In order to increase the toughness and impact resistance of the polypropylene power cable pipe in a low-temperature environment, the currently adopted method is to increase the dosage of the plasticizer in the polypropylene material, but the plasticizer has higher toxicity and can enter human bodies through respiratory tracts, digestive tracts, skins and other ways, so that the environmental health hazard is larger; in the production process of the power tube, the damage to the health of human bodies is easily caused.
Disclosure of Invention
In view of the above, the present invention provides a polypropylene pipe for a buried high-voltage power cable and a preparation method thereof, which can increase the impact resistance of the polypropylene power cable pipe in a low-temperature environment and have less environmental hazard.
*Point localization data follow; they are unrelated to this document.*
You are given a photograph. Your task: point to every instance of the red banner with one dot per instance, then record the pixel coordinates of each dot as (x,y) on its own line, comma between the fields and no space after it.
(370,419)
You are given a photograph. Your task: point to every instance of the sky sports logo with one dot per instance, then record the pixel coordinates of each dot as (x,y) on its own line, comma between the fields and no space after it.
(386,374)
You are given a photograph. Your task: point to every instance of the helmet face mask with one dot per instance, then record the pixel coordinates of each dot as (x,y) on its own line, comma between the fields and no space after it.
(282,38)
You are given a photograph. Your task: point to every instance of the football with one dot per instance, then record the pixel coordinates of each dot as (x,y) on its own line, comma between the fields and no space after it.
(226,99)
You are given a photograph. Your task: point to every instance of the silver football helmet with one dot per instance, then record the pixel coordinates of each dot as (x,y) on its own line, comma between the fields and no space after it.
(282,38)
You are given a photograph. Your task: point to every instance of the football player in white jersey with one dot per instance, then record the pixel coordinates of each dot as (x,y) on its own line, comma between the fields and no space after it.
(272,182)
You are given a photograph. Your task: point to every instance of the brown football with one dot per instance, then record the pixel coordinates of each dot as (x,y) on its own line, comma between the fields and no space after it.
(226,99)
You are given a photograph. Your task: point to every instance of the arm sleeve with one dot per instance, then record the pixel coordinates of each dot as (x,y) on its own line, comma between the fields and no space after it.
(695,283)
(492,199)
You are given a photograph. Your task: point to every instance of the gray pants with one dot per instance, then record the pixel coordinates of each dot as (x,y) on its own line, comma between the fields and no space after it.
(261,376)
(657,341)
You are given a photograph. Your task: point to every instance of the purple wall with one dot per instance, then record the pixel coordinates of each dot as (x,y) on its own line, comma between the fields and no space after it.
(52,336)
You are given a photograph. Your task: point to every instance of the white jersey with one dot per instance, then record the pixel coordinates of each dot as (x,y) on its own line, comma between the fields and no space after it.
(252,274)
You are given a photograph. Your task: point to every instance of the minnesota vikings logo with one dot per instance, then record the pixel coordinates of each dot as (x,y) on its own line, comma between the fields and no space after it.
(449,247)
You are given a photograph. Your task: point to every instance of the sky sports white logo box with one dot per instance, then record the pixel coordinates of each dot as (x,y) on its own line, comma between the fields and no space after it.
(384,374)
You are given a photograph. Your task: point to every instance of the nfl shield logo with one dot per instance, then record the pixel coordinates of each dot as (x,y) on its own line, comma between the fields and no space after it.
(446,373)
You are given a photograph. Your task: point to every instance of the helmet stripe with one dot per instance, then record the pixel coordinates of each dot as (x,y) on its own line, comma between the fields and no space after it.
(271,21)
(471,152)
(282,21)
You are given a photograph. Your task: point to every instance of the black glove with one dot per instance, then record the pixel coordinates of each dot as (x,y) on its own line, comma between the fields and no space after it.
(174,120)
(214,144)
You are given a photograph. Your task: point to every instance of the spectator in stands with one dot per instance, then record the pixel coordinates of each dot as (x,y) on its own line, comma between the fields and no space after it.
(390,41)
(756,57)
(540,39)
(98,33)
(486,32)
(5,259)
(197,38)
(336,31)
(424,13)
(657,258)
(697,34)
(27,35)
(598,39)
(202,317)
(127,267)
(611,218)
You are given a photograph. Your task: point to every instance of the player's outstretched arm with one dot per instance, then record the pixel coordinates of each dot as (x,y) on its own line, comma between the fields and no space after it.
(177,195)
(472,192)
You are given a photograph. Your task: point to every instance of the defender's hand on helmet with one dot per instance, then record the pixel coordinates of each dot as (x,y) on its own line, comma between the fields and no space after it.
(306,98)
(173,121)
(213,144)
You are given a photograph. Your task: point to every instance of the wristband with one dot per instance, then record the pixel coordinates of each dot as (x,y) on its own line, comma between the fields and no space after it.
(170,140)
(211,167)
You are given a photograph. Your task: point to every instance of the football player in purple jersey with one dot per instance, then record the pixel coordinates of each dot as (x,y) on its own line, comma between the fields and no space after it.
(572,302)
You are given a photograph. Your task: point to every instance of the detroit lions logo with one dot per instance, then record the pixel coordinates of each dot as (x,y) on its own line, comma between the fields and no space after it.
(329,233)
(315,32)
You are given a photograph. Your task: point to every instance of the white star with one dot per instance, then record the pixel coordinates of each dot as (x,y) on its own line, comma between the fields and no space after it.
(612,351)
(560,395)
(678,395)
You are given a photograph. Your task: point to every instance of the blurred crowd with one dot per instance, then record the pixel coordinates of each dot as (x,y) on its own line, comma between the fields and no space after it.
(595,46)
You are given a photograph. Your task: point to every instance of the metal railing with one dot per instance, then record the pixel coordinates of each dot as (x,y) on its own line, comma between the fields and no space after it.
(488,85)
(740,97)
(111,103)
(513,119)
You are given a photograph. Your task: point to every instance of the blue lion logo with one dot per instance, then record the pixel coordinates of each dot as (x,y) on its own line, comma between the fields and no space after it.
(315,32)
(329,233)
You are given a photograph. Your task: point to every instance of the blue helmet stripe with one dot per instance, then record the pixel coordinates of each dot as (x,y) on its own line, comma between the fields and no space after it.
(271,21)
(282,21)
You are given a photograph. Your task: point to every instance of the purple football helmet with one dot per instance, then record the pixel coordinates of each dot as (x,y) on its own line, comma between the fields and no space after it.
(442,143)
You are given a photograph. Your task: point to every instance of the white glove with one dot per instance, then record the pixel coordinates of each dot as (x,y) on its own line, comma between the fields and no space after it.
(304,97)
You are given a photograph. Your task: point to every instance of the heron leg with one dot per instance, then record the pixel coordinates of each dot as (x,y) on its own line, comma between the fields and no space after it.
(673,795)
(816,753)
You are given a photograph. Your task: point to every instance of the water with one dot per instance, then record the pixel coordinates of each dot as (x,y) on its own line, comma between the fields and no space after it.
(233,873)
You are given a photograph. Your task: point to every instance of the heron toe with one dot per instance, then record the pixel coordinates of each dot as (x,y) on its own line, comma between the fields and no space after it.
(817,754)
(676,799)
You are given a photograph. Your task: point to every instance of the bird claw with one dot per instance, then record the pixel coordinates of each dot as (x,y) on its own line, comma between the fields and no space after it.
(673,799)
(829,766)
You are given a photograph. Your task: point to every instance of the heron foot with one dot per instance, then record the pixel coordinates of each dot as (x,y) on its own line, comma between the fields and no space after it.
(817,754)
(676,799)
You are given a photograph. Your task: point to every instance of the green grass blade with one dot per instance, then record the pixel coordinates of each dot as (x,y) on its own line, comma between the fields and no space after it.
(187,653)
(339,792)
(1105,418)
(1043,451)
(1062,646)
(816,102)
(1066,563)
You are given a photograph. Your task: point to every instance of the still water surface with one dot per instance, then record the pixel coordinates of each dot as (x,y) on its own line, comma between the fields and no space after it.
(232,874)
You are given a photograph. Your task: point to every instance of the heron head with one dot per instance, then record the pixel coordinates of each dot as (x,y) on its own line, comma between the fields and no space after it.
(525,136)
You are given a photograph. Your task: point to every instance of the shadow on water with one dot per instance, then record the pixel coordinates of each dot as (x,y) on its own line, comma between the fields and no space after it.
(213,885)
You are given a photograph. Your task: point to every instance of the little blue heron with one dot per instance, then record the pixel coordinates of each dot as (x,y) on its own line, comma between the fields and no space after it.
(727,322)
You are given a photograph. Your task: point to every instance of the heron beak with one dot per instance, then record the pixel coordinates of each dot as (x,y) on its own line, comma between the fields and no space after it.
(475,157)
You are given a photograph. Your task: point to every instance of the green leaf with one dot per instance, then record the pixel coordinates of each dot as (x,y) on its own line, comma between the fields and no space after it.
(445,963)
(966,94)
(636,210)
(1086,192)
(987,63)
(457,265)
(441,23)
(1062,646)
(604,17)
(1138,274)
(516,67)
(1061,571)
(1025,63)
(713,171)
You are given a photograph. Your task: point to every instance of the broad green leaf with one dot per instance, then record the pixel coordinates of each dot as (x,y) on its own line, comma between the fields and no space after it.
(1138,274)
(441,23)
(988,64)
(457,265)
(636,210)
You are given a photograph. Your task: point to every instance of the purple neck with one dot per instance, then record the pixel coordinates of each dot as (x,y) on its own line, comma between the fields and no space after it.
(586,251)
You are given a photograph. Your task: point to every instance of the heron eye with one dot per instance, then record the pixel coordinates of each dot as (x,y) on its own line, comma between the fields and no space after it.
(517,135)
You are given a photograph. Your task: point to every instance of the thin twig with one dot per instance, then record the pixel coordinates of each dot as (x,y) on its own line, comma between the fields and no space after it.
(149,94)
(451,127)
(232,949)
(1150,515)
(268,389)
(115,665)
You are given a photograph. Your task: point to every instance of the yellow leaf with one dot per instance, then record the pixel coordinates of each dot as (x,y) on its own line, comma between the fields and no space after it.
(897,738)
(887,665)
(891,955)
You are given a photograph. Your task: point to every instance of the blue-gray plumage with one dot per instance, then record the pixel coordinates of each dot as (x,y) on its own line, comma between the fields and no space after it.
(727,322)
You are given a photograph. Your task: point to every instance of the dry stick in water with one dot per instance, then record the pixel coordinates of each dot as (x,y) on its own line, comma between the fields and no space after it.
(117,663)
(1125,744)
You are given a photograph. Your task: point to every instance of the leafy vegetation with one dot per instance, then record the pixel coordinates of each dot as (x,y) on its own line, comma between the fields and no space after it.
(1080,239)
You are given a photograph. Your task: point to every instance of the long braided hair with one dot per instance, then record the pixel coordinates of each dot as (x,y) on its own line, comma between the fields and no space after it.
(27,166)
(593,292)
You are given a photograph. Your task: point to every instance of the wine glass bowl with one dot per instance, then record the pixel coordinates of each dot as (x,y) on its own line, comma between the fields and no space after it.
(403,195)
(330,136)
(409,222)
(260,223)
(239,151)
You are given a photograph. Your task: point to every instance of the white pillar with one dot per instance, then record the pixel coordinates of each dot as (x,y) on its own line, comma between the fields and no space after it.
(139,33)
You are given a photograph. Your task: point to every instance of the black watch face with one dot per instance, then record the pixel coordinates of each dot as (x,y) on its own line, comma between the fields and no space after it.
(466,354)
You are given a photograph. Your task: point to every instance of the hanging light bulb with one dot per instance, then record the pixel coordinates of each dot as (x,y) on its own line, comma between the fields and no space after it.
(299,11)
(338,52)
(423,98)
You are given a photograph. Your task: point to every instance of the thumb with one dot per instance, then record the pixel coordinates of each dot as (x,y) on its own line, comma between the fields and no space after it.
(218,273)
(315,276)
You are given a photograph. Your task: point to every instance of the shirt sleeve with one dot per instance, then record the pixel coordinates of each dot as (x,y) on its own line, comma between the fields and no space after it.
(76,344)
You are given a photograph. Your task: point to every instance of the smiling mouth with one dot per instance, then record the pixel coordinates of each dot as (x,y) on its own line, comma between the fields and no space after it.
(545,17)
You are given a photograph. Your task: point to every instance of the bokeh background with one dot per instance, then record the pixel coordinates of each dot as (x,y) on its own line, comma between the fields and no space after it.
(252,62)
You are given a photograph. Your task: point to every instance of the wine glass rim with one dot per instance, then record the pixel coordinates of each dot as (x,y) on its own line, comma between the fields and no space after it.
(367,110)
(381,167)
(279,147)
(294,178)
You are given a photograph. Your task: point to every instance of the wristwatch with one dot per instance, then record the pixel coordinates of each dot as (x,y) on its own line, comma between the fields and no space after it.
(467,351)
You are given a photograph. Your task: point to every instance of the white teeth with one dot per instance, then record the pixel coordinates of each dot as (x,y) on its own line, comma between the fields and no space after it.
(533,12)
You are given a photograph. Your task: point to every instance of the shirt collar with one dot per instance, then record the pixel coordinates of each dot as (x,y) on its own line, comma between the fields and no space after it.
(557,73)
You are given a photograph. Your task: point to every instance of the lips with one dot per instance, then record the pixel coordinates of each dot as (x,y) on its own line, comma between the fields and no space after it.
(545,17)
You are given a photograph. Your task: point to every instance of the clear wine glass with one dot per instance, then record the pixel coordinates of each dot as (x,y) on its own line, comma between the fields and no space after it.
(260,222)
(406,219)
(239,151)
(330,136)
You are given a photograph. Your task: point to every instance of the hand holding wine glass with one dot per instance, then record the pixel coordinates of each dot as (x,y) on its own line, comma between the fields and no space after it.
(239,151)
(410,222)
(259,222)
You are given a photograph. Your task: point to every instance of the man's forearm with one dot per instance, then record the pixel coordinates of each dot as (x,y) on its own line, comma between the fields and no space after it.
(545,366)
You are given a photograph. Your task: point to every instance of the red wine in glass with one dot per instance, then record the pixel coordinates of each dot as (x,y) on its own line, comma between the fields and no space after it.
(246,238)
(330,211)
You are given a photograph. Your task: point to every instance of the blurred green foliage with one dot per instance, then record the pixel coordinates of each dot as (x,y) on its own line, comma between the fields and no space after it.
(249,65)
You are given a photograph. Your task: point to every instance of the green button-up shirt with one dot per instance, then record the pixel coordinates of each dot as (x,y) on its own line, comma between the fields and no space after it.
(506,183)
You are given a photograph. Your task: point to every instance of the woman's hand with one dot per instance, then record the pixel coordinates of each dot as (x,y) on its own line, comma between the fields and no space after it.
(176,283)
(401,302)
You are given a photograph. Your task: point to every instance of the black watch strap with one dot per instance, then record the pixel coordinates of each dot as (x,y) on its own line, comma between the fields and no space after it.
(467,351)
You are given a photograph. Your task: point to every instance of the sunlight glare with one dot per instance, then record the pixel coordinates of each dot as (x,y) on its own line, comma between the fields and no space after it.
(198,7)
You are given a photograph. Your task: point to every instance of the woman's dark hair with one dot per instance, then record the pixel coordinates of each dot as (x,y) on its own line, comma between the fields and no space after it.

The invention solves the technical problems by the following technical means:
a polypropylene pipe for a buried high-voltage power cable comprises the following raw materials, by mass, 120 parts of modified polypropylene 100, 8-12 parts of polyimide, 3-5 parts of ethylene propylene diene monomer, 2-3 parts of polyphenoxy resin, 2-5 parts of talcum powder, 6-8 parts of methyl orthosilicate, 2-3 parts of silane coupling agent, 0.2-0.4 part of antioxidant and 1-2 parts of stabilizer; the modified polypropylene is graphene modified polypropylene. The polypropylene protection tube of the buried high-voltage power cable is buried underground, and the high-voltage power cable is easy to generate heat, so that the temperature in the polypropylene tube is high; therefore, the polypropylene pipe has higher requirements on heat resistance, toughness and impact resistance. The polypropylene has poor heat resistance and toughness, brittle texture and weak impact resistance, and is easy to age and crack under pressure after being heated after being prepared into a polypropylene pipe; and the toughness and the impact resistance of the polypropylene pipe can be further improved by the graphene modified polypropylene.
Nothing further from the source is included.